Ce n'est qu'un des nombreux commentaires sur cette note, dans la même tonalité.
Il est urgent que les pouvoirs publics se saisissent de cela. Comment se fait-il que les femmes qui portent plainte soient traitées d'une manière différente selon l'endroit où elles vivent? Pourquoi l'expérience de Douai, très efficace, n'est-elle pas étendue à tout le pays? Comme vous dites, Michèle, c'est bien la peine de faire de la publicité. Qu'en est-il de la réalité ?
Il faut passer de l'incantation à l'action. Il m'est insupportable que des reportages dans tous les médias, chaque année, soulignent avec une mine toute triste qu'une femme meure sous les coups de son conjoint tous les 3 jours.

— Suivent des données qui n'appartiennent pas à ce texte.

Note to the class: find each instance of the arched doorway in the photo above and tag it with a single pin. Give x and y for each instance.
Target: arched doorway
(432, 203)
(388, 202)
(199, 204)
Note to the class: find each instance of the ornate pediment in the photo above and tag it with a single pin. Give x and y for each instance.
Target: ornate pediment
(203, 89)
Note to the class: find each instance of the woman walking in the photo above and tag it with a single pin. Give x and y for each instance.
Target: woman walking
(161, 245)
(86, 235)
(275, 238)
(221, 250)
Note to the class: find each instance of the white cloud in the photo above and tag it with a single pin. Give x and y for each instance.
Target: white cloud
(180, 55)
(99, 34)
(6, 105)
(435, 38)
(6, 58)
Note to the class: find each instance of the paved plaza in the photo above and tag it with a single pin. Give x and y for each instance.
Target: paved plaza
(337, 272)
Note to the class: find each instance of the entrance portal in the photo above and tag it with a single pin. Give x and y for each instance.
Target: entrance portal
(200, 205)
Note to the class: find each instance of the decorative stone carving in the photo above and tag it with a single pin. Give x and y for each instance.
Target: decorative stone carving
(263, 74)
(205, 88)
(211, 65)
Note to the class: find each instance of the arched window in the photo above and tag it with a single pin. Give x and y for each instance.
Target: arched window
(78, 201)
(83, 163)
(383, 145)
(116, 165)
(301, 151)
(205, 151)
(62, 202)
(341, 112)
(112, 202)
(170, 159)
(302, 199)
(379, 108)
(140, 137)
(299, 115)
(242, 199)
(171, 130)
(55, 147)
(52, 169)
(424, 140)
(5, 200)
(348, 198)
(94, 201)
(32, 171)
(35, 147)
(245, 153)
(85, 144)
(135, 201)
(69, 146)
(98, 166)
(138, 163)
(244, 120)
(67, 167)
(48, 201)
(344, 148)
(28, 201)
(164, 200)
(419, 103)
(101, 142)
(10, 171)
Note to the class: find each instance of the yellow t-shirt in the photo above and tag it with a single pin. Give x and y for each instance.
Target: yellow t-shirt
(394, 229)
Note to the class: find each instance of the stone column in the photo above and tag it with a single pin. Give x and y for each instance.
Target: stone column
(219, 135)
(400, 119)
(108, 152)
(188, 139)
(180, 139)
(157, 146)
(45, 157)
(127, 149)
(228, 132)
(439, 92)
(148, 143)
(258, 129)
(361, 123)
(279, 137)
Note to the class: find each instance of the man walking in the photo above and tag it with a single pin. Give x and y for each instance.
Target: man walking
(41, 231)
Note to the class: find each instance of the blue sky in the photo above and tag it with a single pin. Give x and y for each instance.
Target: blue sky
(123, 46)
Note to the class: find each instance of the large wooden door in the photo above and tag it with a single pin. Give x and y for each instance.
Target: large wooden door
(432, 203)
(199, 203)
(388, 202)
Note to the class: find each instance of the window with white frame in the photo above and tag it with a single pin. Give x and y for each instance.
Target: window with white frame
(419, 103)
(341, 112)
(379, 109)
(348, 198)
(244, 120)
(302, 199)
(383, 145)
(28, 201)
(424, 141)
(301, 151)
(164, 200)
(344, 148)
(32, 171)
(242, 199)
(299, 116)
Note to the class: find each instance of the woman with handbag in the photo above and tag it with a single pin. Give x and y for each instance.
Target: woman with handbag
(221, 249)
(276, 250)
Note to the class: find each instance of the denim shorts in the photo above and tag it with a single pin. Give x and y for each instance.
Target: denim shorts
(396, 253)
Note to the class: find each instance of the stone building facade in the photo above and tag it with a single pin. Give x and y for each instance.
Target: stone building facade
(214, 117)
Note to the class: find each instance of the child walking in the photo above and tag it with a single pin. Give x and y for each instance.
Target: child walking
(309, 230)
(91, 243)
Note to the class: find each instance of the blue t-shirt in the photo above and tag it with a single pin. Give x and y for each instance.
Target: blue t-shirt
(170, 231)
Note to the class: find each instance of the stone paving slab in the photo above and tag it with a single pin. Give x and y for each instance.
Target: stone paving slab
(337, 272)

Cela fait des années que cela dure, et que ce chiffre ne baisse pas. Comment cela se fait-il ? Que faut -il faire pour que cela change? que faut-il faire, surtout, pour éviter d'en arriver à la mort de ces femmes?
Que faut-il faire pour que la souffrance des femmes maltraitées soit prise en compte et non plus considérée comme étant une fatalité? Ces femmes sont les victimes d'hommes qui ont besoin de passer leurs nerfs sur quelque chose. La violence psychologique est souvent le prémisse d'une violence physique. Elles se retrouvent alors rabaissées au niveau d'objet. Le comble est qu'elles en ont honte, comme si elles étaient coupables de quelque chose.

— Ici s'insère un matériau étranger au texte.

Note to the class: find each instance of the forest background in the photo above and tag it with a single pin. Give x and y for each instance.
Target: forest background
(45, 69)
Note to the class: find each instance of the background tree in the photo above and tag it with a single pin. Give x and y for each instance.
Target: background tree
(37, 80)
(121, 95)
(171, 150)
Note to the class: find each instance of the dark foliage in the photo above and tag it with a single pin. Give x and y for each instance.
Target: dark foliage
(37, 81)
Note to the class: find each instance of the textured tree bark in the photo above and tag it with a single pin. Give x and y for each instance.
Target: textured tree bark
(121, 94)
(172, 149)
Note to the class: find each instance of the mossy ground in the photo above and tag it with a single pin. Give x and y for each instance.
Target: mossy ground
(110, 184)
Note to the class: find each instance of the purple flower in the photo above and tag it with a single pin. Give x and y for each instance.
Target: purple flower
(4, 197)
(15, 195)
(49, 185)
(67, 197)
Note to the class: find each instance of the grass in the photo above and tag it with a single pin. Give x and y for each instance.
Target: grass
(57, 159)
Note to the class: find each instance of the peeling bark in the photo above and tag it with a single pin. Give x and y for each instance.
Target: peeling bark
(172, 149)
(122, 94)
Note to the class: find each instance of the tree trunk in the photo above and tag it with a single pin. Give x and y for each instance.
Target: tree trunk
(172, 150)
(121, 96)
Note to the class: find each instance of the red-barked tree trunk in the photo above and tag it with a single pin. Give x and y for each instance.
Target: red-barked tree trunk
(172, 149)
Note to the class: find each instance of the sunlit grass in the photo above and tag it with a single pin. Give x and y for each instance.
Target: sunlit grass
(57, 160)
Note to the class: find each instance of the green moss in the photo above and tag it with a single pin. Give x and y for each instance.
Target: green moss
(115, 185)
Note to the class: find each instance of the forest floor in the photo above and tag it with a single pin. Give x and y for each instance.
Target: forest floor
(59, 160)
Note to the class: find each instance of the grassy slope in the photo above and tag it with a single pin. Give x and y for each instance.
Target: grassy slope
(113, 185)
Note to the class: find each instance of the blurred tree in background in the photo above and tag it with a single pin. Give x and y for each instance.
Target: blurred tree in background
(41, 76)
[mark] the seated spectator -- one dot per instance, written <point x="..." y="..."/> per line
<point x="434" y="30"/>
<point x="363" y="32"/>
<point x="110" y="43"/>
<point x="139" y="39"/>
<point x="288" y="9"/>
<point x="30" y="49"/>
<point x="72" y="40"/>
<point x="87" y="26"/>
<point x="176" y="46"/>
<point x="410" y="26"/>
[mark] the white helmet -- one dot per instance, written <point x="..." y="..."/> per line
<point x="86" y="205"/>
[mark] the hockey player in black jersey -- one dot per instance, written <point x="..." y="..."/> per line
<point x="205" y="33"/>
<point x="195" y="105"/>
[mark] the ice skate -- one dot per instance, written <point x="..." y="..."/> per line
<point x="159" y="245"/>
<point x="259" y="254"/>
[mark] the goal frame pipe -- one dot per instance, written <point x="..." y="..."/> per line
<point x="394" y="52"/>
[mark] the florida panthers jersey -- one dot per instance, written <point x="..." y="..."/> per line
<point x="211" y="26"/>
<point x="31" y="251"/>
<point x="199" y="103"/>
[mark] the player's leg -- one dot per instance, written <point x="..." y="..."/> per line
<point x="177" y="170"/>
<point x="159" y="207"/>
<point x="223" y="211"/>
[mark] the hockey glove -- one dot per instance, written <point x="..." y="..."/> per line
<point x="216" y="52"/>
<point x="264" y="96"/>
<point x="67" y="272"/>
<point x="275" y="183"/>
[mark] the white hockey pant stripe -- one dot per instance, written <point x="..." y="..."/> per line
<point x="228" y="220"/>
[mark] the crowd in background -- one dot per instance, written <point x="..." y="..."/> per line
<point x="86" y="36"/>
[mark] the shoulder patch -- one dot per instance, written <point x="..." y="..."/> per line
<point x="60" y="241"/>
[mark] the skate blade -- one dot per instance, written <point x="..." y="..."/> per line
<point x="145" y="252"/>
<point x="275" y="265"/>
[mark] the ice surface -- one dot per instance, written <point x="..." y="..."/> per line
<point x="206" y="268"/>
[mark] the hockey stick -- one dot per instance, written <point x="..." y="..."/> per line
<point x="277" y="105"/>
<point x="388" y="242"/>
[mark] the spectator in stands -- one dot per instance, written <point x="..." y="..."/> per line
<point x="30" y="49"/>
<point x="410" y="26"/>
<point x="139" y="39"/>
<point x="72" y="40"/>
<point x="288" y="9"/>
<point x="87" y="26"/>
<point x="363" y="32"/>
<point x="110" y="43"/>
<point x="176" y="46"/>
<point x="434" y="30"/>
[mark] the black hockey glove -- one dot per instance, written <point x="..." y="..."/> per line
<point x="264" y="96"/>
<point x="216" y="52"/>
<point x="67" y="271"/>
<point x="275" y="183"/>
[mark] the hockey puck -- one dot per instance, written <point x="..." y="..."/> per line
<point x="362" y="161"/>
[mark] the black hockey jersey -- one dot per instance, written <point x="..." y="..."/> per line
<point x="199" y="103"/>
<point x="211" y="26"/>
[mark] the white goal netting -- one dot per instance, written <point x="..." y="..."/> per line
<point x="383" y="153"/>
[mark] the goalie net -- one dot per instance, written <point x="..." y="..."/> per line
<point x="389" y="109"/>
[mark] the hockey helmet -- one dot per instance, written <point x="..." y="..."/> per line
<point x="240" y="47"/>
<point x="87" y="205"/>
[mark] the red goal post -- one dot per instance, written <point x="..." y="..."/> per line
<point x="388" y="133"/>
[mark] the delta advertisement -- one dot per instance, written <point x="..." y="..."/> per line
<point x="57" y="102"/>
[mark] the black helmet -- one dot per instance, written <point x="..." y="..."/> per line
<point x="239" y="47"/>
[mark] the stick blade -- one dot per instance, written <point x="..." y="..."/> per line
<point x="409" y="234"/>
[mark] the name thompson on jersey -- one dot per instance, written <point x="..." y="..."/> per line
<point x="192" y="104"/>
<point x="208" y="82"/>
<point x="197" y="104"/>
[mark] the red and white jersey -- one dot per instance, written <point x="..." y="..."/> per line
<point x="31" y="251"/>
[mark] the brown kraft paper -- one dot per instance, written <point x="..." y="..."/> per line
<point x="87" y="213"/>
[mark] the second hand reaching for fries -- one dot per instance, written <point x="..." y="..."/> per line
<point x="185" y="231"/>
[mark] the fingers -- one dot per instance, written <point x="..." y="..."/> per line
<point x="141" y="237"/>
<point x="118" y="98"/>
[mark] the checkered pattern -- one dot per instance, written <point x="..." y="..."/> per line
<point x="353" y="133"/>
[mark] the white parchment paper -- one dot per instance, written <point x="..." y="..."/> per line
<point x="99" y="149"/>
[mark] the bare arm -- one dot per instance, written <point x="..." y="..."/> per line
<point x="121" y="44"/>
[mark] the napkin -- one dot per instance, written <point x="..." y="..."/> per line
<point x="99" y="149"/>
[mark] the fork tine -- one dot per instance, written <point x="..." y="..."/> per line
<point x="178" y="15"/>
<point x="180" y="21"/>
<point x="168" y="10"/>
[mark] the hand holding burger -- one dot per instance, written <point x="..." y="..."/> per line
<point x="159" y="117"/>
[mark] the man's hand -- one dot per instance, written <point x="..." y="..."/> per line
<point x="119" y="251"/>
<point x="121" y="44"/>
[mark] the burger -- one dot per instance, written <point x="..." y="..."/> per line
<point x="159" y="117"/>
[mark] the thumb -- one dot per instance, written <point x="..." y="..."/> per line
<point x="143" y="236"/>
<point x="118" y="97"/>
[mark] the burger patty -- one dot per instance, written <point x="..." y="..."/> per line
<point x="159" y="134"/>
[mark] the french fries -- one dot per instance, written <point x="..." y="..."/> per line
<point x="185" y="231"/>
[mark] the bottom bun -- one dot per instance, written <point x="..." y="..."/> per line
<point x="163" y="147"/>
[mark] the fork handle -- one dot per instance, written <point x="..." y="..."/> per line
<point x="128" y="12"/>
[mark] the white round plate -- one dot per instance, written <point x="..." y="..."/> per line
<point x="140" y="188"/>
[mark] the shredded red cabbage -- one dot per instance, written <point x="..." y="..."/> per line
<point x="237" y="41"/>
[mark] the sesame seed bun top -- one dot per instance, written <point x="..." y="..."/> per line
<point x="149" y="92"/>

Parce que cela se passe dans la maison, dans la sphère privée, que les femmes ne portent pas leur souffrance àl'extérieur - Qui le ferait? - il paraît que c'est insaisissable. Raison de plus pour porter le débat sur la place publique, les assurer du soutien des pouvoirs publics, c'est le seul moyen!
Lorsqu'elles ont eu la force et le courage de dénoncer et de mettre fin à leur martyr, elles n'en sont pas sorties pour autant. Retrouver une vie normale nécessite une énergie immense, une volonté sans faille, un soutien inconditionnel de l'entourage. Il n'est pas juste que les femmes aient à subir tout cela, aient à trouver en elles toutes ces ressources! Il ne pourra pas y avoir d'égalité tant que cette situation perdurera.

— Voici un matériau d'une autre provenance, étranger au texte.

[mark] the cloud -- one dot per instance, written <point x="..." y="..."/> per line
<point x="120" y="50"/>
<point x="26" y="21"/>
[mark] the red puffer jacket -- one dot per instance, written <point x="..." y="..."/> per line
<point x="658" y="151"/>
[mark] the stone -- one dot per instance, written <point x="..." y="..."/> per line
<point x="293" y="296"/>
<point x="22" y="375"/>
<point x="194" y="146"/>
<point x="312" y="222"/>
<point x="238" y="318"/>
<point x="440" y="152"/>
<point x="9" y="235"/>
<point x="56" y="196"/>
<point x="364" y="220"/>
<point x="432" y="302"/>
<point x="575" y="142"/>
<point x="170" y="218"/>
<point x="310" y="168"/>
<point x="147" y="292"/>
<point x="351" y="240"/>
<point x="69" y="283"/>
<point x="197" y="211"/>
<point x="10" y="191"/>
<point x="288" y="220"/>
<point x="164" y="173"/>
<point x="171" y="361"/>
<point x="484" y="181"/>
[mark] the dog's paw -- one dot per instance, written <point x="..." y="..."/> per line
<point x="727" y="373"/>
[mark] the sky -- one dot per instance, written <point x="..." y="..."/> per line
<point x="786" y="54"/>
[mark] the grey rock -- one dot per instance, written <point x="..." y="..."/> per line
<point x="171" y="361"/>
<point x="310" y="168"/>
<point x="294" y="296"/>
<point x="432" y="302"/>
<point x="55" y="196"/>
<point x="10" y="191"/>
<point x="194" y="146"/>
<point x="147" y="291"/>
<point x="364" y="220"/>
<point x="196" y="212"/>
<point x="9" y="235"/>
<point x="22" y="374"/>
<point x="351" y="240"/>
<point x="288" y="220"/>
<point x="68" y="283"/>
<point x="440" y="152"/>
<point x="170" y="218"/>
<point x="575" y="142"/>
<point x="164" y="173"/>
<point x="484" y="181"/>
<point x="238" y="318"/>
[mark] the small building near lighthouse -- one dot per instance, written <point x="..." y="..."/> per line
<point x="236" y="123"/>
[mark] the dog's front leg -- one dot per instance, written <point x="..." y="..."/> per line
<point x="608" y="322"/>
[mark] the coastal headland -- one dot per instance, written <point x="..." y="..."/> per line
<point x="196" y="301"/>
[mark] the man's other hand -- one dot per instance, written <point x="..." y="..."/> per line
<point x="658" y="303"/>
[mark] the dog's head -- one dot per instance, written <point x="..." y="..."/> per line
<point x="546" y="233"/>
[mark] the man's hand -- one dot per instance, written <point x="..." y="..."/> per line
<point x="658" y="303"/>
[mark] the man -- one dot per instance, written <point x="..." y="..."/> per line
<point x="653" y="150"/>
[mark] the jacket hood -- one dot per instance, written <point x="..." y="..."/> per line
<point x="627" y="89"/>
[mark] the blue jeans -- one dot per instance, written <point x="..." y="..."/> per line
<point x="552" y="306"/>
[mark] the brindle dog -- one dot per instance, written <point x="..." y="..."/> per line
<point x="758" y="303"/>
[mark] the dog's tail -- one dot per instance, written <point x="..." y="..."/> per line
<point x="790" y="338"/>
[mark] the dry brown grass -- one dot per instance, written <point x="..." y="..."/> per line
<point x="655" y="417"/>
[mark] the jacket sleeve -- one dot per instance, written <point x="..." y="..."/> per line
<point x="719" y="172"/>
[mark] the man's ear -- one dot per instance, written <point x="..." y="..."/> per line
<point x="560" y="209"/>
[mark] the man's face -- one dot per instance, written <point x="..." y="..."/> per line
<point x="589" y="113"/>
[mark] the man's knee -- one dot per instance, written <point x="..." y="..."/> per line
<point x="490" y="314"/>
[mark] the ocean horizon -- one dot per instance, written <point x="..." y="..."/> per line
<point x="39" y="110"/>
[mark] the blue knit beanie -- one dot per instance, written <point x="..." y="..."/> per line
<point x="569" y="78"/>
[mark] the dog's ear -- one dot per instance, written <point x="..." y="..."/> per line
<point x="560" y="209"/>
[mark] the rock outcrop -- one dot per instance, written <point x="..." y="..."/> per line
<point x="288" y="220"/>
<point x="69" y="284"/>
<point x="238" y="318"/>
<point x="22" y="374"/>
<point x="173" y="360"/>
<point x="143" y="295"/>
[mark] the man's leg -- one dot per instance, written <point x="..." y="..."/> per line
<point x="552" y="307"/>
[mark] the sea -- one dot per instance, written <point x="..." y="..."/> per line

Les victimes de cette violence domestique sont aussi, ne l'oublions pas, les enfants. Cette cause ne mérite t-elle pas qu'on s'y attarde?
Les femmes représentent la moitié de la population. Il ne s'agit pas ici de la défense d'une minorité. Pourtant, la mort tous les 3 jours d'un membre de toute autre catégorie de Français provoquerait une réaction énorme. Pourquoi, alors, les pouvoirs publics ne sont-ils pas capables de prendre des mesures radicales, à la hauteur du problème?
Les campagnes de communication sont timides, beaucoup trop ponctuelles, les réponses apportées aux femmes sont trop diverses, la répression insuffisante, la prévention aléatoire... ce n'est clairement pas une cause nationale. On se limite aux effets d'annonce. Et nous manquons de grands noms pour porter cette cause, c'est évident. Et c'est malheureux!